Cons: Glass blender jars are pretty heavy and cumbersome. As such, people with arthritis may find them difficult to use. Also, they can shatter if you drop them at a bad angle. The latest jars are designed to resist breaking – but they are glass, and glass can break.
2. Plastic Pitcher
Pros: Plastic pitchers are lighter than glass ones, which makes them easier to clean and carry. Also, you don’t run the risk of them shattering if you drop them.
Cons: They tend to discolor over time. In addition, they get scratched up, especially if you crush a lot of ice, and the cheaper ones absorb odor.
3. Stainless Steel Pitcher
Pros: Though still rare outside of restaurants, stainless steel jars are starting to appear with household blenders, and they look very sleek. They are also very durable and stain-resistant.
Cons: You can’t see what is going on inside the jar, so it might be harder to track blending progress. Also, they tend to be expensive.
How to Deep-Clean a Blender
After several smoothies, your blender might be in serious need of deep cleaning. We've put together some instructions to help you safely remove stubborn stains:
- Unplug the device. The last thing you want is to get a nasty shock.
- Remove all food residue and wash the blade, jar and lid in soapy water.
- Dry all components.
- Now you’re ready to tackle the deep stains. Mix 1 Tablespoon of baking soda and 1 teaspoon of white vinegar per cup of warm water. You need enough liquid to submerge the items you’re cleaning.
- Submerge the parts that have stubborn stains for one to two hours. NEVER submerge the component that holds the motor, as this can render it useless and may even be dangerous.
- Use a sponge to remove any residue. Check to see if the stains are gone. You might need to soak the parts a few times before the stains go away.
- If the baking soda and vinegar mixture doesn’t work, it’s time to pull out the big guns. Consider using a razor to carefully shave off harder stains and buildup.
- Keep in mind that abrasive chemicals and cleaners, such as bleach, can harm materials like ceramics and glazes. They might even leave stains instead of removing them.
- If the base of your blender needs cleaning, use a damp soapy rag to wipe away grime and smudges.
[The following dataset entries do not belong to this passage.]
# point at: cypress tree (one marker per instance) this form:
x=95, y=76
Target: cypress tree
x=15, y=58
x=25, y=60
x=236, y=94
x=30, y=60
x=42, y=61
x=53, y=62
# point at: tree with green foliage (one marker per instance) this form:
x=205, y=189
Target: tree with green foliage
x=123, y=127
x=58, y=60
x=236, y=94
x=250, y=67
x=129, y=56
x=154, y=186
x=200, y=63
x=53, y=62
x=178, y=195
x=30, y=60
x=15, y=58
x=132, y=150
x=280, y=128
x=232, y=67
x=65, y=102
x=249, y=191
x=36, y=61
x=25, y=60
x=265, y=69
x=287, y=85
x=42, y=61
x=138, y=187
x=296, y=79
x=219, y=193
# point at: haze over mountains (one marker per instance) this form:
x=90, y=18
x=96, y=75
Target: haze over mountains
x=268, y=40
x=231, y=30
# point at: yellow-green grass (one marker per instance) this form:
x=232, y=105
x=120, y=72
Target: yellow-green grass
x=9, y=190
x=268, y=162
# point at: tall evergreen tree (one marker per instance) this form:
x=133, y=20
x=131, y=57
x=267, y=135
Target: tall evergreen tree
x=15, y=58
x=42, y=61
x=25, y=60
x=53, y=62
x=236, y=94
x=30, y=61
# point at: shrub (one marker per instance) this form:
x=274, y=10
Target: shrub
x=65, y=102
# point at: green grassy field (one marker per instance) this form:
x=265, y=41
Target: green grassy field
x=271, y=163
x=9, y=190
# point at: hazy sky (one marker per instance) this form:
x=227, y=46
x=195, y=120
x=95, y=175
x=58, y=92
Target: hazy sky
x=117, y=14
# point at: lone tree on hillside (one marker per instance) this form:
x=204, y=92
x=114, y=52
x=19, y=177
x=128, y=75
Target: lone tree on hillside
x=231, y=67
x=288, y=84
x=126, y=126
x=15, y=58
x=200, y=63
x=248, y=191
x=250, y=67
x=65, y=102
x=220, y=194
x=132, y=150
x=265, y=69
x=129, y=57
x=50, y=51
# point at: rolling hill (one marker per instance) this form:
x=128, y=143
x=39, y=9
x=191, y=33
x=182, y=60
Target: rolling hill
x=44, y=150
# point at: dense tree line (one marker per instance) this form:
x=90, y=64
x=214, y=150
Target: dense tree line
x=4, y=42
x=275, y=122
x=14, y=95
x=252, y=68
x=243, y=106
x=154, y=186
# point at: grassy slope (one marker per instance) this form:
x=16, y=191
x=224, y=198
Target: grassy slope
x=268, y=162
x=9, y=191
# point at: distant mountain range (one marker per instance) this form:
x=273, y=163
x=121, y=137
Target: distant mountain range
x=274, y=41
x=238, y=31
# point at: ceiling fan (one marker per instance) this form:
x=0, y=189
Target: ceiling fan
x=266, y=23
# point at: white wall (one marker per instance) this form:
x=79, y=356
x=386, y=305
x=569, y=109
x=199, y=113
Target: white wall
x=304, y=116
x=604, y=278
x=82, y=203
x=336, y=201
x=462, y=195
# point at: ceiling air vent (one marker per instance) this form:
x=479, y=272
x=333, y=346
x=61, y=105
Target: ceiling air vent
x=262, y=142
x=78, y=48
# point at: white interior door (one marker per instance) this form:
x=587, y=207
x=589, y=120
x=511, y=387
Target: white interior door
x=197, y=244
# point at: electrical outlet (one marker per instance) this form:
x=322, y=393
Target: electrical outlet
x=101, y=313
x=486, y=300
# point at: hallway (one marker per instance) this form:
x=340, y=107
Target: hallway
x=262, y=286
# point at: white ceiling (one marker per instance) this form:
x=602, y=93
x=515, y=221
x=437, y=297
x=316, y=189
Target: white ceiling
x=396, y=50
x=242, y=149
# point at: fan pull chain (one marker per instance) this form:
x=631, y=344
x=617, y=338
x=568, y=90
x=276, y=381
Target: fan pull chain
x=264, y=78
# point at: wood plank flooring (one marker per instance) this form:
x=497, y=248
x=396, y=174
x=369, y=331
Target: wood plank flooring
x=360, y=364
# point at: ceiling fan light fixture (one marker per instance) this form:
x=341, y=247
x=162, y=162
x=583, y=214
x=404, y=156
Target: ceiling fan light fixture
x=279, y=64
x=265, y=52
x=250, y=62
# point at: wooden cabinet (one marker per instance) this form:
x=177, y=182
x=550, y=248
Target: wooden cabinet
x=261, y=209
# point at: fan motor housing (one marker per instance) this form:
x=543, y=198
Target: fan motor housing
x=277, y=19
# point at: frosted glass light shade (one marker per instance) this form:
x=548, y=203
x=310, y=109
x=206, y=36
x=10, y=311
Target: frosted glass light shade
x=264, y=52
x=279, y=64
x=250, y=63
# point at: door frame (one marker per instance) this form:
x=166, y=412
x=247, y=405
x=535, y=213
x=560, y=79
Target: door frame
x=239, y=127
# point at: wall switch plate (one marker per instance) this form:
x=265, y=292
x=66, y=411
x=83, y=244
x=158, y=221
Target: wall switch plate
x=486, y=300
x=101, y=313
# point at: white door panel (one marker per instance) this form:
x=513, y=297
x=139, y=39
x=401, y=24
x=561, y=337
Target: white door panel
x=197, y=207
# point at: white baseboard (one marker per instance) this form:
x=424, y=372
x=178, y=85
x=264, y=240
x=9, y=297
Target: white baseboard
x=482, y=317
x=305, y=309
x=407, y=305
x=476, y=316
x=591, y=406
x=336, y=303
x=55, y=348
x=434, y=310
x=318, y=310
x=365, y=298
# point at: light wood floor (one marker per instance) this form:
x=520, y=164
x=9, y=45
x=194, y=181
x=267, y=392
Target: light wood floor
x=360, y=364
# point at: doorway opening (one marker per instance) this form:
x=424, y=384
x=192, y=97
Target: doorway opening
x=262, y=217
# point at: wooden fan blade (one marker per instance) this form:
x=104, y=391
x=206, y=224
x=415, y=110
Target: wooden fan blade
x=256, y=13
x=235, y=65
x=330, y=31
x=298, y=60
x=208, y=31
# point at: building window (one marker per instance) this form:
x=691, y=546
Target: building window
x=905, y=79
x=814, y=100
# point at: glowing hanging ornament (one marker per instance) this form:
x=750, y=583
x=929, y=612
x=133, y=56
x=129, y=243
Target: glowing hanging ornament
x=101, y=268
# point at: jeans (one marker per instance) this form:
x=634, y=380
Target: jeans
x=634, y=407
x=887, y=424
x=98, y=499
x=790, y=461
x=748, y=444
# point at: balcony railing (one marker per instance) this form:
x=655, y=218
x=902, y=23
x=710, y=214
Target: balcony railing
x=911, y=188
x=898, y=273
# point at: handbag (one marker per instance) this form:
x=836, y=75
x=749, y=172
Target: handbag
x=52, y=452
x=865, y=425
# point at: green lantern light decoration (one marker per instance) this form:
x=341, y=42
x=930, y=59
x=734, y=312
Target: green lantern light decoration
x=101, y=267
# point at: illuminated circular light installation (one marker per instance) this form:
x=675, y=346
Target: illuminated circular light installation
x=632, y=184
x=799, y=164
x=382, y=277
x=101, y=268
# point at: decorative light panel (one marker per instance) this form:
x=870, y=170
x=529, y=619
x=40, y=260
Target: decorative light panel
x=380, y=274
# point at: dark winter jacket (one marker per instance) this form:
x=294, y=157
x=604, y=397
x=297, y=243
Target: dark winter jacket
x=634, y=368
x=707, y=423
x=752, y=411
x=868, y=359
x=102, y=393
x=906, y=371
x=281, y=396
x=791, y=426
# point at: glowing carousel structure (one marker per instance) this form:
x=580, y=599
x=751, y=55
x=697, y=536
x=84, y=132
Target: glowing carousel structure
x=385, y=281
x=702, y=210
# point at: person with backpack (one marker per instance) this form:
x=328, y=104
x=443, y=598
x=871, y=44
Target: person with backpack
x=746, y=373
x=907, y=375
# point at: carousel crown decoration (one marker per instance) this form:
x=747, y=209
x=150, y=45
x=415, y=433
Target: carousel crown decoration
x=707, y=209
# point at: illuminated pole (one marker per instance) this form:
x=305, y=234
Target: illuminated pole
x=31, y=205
Be careful not to allow water to drip into the motor area, as this will damage your blender.
- If the base’s stains remain, wipe it down using the baking soda, vinegar and water mixture and a rag.
Pro Tip: Immediately rinse your blender when you’re done using it. This will dislodge any seeds or other remains that stubbornly stick to the sides when dry. This can also prevent deep stains from developing.